My current long-term relationship is a product of a holiday romance. We met in Australia almost 6 years ago, we both had just finished with our previous relationships and decided to go travelling. We met after a night out while everyone was queuing for taxis to head home. We simply caught each other’s eye, he came over to speak to me, we exchanged numbers and the rest is history. We travelled together for another 6 months, after which, we decided that we would both move to the UK, where he is from. We were apart for several months before I was able to move, so the hype of our little holiday romance escalated even more, and we became even more in love with each other. This feeling lasted for about another 6 months after I finally moved in with him.

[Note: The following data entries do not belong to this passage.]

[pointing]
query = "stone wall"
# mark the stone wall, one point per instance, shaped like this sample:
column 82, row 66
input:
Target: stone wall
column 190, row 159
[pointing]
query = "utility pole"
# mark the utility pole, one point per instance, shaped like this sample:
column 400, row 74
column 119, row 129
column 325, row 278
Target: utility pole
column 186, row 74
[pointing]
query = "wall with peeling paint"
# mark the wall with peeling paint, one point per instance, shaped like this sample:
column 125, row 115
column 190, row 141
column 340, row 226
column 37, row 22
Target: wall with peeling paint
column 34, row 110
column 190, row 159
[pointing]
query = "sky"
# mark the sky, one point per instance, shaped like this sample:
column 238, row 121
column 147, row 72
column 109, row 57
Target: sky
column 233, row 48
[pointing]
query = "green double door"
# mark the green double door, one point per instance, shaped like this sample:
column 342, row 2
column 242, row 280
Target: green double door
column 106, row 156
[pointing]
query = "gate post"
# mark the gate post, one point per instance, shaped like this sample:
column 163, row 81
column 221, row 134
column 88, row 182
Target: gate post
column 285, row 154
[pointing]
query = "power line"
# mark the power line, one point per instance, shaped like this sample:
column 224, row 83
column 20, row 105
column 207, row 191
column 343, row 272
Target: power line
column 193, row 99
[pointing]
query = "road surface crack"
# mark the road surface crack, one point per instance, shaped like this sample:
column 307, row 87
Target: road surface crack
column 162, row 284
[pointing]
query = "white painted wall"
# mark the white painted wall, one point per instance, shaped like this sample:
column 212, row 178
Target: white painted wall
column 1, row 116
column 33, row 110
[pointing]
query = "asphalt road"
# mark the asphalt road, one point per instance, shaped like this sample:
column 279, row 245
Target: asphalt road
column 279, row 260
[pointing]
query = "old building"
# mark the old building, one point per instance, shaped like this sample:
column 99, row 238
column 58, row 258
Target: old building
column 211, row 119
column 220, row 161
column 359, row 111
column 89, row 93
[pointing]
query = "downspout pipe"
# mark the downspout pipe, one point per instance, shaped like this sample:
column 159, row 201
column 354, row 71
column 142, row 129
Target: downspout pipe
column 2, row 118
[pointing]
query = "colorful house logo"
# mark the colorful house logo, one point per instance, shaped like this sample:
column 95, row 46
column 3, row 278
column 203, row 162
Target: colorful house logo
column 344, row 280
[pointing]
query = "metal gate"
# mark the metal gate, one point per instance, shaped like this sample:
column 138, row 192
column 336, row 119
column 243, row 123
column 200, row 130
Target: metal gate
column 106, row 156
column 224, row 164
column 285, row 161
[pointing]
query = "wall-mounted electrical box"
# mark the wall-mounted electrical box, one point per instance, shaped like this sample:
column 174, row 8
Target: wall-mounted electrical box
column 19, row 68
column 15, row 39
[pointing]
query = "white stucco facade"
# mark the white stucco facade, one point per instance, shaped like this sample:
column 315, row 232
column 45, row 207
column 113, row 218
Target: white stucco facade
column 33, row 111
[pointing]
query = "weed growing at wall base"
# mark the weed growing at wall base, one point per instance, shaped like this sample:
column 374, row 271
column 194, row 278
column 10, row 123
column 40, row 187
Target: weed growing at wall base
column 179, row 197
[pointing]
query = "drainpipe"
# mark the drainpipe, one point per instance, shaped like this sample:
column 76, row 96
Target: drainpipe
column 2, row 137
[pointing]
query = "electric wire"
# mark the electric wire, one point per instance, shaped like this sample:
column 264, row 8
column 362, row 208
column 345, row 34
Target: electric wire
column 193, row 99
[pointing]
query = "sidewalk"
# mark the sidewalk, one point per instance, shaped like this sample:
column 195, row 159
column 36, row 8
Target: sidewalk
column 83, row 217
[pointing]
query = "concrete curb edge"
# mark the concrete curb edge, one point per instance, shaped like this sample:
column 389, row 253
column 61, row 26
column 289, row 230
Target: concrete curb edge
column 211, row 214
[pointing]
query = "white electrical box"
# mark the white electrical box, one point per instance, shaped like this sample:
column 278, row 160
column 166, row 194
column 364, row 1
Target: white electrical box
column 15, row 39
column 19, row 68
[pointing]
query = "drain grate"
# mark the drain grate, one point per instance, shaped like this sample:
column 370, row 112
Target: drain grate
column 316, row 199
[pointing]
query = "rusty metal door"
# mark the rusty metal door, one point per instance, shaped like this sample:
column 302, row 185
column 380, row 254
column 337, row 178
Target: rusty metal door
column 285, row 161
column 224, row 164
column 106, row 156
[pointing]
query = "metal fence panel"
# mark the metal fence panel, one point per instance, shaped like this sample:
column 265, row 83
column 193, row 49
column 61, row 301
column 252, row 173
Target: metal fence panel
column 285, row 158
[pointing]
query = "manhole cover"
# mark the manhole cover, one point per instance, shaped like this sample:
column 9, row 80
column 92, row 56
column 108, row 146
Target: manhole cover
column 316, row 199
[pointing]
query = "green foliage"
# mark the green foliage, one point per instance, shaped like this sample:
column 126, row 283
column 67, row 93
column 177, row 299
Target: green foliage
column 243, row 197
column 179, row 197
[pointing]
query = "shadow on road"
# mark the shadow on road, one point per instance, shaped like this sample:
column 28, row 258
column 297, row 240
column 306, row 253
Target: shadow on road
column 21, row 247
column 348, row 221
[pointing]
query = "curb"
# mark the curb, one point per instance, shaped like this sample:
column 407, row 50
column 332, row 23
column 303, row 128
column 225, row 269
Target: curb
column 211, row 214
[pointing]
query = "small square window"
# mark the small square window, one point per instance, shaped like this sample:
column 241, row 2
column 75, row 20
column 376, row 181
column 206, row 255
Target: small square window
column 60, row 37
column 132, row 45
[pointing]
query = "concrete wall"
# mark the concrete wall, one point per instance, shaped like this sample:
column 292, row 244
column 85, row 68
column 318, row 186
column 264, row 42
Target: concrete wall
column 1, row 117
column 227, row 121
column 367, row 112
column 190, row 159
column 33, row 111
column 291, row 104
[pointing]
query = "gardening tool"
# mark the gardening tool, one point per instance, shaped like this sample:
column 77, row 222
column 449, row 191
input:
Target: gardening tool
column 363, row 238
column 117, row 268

After this point, as the article states, things started to go south. At first, it was just little arguments here and there, which was quite normal. But then reality started to kick in—he was fired from his job, I kept moving from job to job, and we had to move house, so we were struggling financially. We started arguing more and more and taking all our worries out on each other. At this point and about 3 years after this, we argued now and again, but we were happy with each other. We did a lot of things together—we were training together in the gym, out together almost every weekend, and going on little holidays when we could afford it. We also got a dog together, which was great, as it revived the excitement in our relationship. Apart from the fact that we both adored our dog, it also gave us more a reason to spend time with each other, training, walking, disciplining him, etc. Overall, our relationship was doing ok.

Another year down the line, and things just got worse. We argued almost everyday, and it was as if we resented each other. It got to a point where we just didn't bother with each other anymore. We struggled to find anything that we were both interested in, we stopped doing things together and lost all excitement in our relationship. We were still civil with each other when we weren't arguing but became pretty much two separate individuals living under the same roof.

I went on holiday to America for a couple of weeks, and after I came back, things were a little bit better. I, then, unexpectedly, fell pregnant. After finding out, things started to change between us. Not back to how it was on holiday, or even when I first moved in with him, but a lot better. We were both making a conscious effort to avoid arguments and communicate more, and it gradually kept improving from there.

Fast forward to today, nearly 6 years together and with a little baby, and our relationship is good. We still have our arguments now and again, but nothing like it was a few years ago. We're training together again, walking the dog and the baby together, going on holiday and out on little dates when someone has the baby.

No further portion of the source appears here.